In the never-ending battle for riches, influence and cultural domination, Silicon Valley now has the upper hand over Washington, DC.
The two metros have consistently been atop rankings of the most affluent urban areas in recent years, at least according to Census data on median household incomes.
(Median income—the point at which half the area’s households are above and half are below—is considered a good measure of how a typical household is faring economically.)
During the Great Recession which began in late 2007, Silicon Valley’s fortunes briefly faltered, sending its income numbers below those of the capital area. DC was a bright spot during the recession thanks to the stability of the Federal government and an influx of lobbying aimed at defanging the regulatory reaction to the financial crisis. But since economy returned to growth in 2009, Silicon Valley surged. And the California region continues to set the pace.

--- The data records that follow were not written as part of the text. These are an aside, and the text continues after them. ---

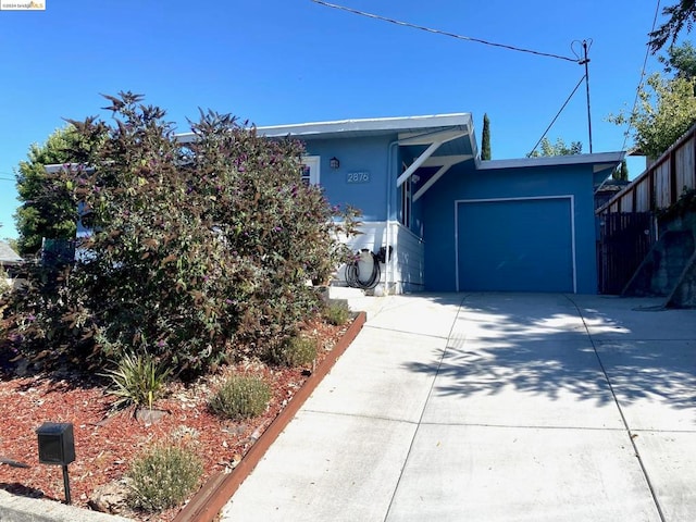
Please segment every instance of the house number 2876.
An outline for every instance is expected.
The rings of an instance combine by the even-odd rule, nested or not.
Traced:
[[[348,183],[370,183],[370,173],[366,171],[349,172],[347,176]]]

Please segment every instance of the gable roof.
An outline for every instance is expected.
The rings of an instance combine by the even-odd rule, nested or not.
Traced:
[[[20,264],[21,262],[22,258],[20,254],[12,250],[7,243],[0,241],[0,264],[10,265]]]

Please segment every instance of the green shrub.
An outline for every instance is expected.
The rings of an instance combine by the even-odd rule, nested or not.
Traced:
[[[107,99],[113,120],[72,121],[77,166],[50,179],[75,213],[89,209],[78,246],[89,253],[70,285],[11,307],[10,334],[94,365],[147,349],[186,377],[291,335],[319,306],[306,282],[340,265],[336,238],[356,232],[358,212],[301,182],[297,140],[202,113],[182,144],[139,95]]]
[[[201,459],[188,447],[156,444],[136,457],[126,473],[129,504],[149,512],[179,506],[194,492],[202,472]]]
[[[271,387],[260,377],[233,375],[210,399],[210,409],[233,420],[250,419],[265,411]]]
[[[107,391],[119,397],[114,408],[147,405],[152,409],[170,373],[171,369],[164,368],[149,353],[125,353],[116,368],[107,370],[102,375],[111,380],[112,387]]]
[[[295,335],[269,349],[266,358],[281,366],[304,366],[316,359],[316,351],[315,339]]]
[[[324,307],[323,315],[331,324],[341,326],[350,320],[350,309],[345,302],[330,302]]]

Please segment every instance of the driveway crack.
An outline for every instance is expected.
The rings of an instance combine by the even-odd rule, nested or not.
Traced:
[[[645,463],[643,462],[643,458],[641,457],[641,451],[638,450],[638,446],[635,444],[635,433],[633,433],[631,431],[631,426],[629,426],[629,422],[625,418],[625,415],[623,414],[623,409],[621,408],[621,403],[619,402],[619,397],[617,397],[617,393],[613,388],[613,385],[611,384],[611,380],[609,378],[609,374],[607,373],[607,369],[605,368],[604,362],[601,361],[601,357],[599,357],[599,351],[597,350],[597,345],[595,344],[595,339],[593,339],[592,334],[589,332],[589,327],[587,326],[587,322],[585,321],[585,316],[583,315],[582,310],[580,309],[580,307],[577,306],[577,303],[575,301],[573,301],[568,295],[566,295],[566,298],[573,303],[573,307],[575,307],[575,310],[577,311],[577,314],[580,315],[581,321],[583,322],[583,326],[585,327],[585,332],[587,333],[587,338],[589,339],[589,343],[592,344],[592,349],[595,352],[595,357],[597,358],[597,362],[599,363],[599,368],[601,369],[601,373],[605,376],[605,380],[607,381],[607,385],[609,386],[609,390],[611,393],[611,397],[613,398],[613,402],[614,405],[617,405],[617,409],[619,410],[619,415],[621,417],[621,422],[623,423],[624,426],[624,431],[629,437],[629,442],[631,443],[631,446],[633,447],[633,451],[634,455],[636,457],[636,459],[638,459],[638,464],[641,465],[641,471],[643,472],[643,476],[645,477],[645,482],[647,483],[648,489],[650,490],[650,496],[652,497],[652,501],[655,502],[655,507],[657,508],[657,512],[658,515],[660,517],[660,521],[661,522],[666,522],[666,518],[664,518],[664,513],[662,512],[662,506],[660,506],[660,501],[657,498],[657,494],[655,492],[655,487],[652,486],[652,481],[650,481],[650,475],[648,474],[648,470],[645,468]]]

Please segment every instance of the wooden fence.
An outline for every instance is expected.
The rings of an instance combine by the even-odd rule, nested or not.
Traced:
[[[655,163],[595,212],[599,222],[597,272],[601,294],[620,294],[658,239],[655,211],[696,188],[696,125]]]
[[[674,203],[685,188],[696,188],[696,125],[596,213],[654,212]]]

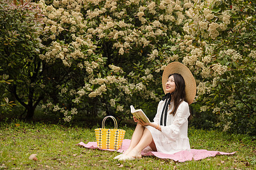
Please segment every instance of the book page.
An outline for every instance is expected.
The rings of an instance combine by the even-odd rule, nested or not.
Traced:
[[[150,122],[148,118],[146,116],[142,109],[135,110],[134,107],[132,105],[130,105],[130,108],[131,114],[133,114],[133,115],[137,119],[139,120],[141,118],[143,122],[146,123]]]

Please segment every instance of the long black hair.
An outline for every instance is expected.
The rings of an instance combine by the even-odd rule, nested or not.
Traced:
[[[174,83],[175,83],[175,90],[172,93],[171,101],[173,104],[173,109],[170,114],[173,114],[174,116],[180,104],[185,100],[185,81],[182,76],[179,74],[174,73],[170,74],[168,78],[171,75],[174,76]]]

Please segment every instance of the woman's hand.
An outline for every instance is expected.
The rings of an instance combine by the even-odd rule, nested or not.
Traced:
[[[134,122],[135,122],[136,123],[138,123],[139,122],[139,120],[134,116],[133,116],[133,120],[134,121]]]
[[[139,119],[138,123],[140,124],[142,126],[147,126],[149,125],[150,122],[149,123],[146,123],[144,122],[142,120],[141,120],[141,118]]]

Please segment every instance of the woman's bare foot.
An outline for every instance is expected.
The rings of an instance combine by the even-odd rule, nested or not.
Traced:
[[[141,151],[138,151],[135,148],[133,148],[128,154],[125,155],[130,157],[134,158],[135,159],[141,159],[142,158]]]

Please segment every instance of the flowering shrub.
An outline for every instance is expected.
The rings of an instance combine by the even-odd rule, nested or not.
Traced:
[[[193,73],[201,114],[225,131],[255,129],[255,5],[250,1],[40,0],[42,108],[121,119],[152,106],[161,74],[179,61]],[[136,106],[135,106],[136,107]]]
[[[158,101],[162,71],[179,61],[196,79],[201,112],[216,114],[224,130],[252,133],[255,10],[249,2],[40,1],[40,58],[78,73],[57,87],[61,103],[49,99],[43,107],[65,121],[83,110],[121,117],[139,99]]]

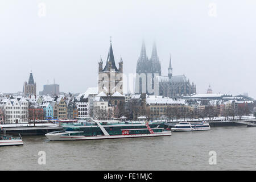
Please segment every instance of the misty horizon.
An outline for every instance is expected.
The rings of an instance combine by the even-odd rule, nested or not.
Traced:
[[[106,64],[112,36],[123,74],[136,73],[142,41],[148,57],[155,41],[162,75],[171,54],[174,75],[195,82],[197,93],[210,85],[213,93],[256,98],[256,2],[110,1],[0,3],[0,93],[22,91],[31,69],[37,93],[53,79],[67,93],[97,87],[98,63],[101,57]],[[44,16],[38,15],[40,3]],[[215,16],[209,15],[210,3]]]

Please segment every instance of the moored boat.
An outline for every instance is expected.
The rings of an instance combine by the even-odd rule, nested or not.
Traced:
[[[201,123],[191,123],[189,122],[180,122],[171,128],[173,131],[192,131],[210,130],[210,125],[204,121]]]
[[[73,140],[127,138],[171,135],[165,131],[164,122],[94,121],[66,124],[64,131],[46,134],[50,140]]]
[[[0,136],[0,146],[23,145],[22,138],[9,136]]]

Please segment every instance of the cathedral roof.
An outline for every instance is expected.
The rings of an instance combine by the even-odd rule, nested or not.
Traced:
[[[186,82],[187,78],[185,75],[173,76],[171,78],[171,82]]]
[[[109,63],[111,63],[112,69],[114,69],[116,72],[118,71],[118,69],[115,66],[115,59],[114,58],[114,53],[113,53],[112,44],[111,43],[110,43],[110,47],[109,48],[109,54],[108,55],[107,61],[106,63],[106,65],[104,69],[103,69],[104,72],[108,71],[108,65],[109,64]]]

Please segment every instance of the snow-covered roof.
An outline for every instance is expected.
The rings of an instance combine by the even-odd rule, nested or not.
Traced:
[[[125,97],[124,95],[122,95],[119,92],[115,92],[112,96],[112,97]]]
[[[133,94],[131,96],[131,99],[139,99],[141,98],[141,94]]]
[[[168,76],[159,76],[158,77],[158,80],[159,82],[170,82],[170,79]]]
[[[89,87],[84,93],[84,98],[88,97],[89,95],[96,95],[98,93],[98,87]]]
[[[146,102],[149,105],[155,104],[181,104],[187,105],[186,101],[184,99],[179,99],[177,100],[173,100],[170,98],[163,98],[163,96],[148,96],[146,98]]]
[[[191,96],[192,98],[196,97],[221,97],[224,94],[220,93],[207,93],[207,94],[198,94]]]
[[[106,94],[103,91],[96,96],[96,97],[106,97]]]

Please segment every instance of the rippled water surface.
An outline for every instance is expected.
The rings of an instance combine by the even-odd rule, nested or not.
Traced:
[[[0,170],[255,170],[256,127],[214,127],[158,136],[49,141],[24,136],[24,146],[0,147]],[[38,163],[38,152],[46,164]],[[210,151],[217,164],[210,165]]]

US Bureau of Labor Statistics
The Census Bureau published its annual update on the country’s demographic development Thursday. And the numbers showed that incomes rose 2.3% in Washington, DC and its affluent environs. The typical DC metro-area household pulled in $93,294 in 2015. Not bad.
But not as good as Silicon Valley. The sprawling area south of San Francisco known as the San Jose-Sunnyvale-Santa-Clara metro area is usually used as a proxy for Silicon Valley as a whole. Incomes in the valley jumped a whopping 5.7% to nearly $102,000 in 2015, making it the area with the highest median income in the country.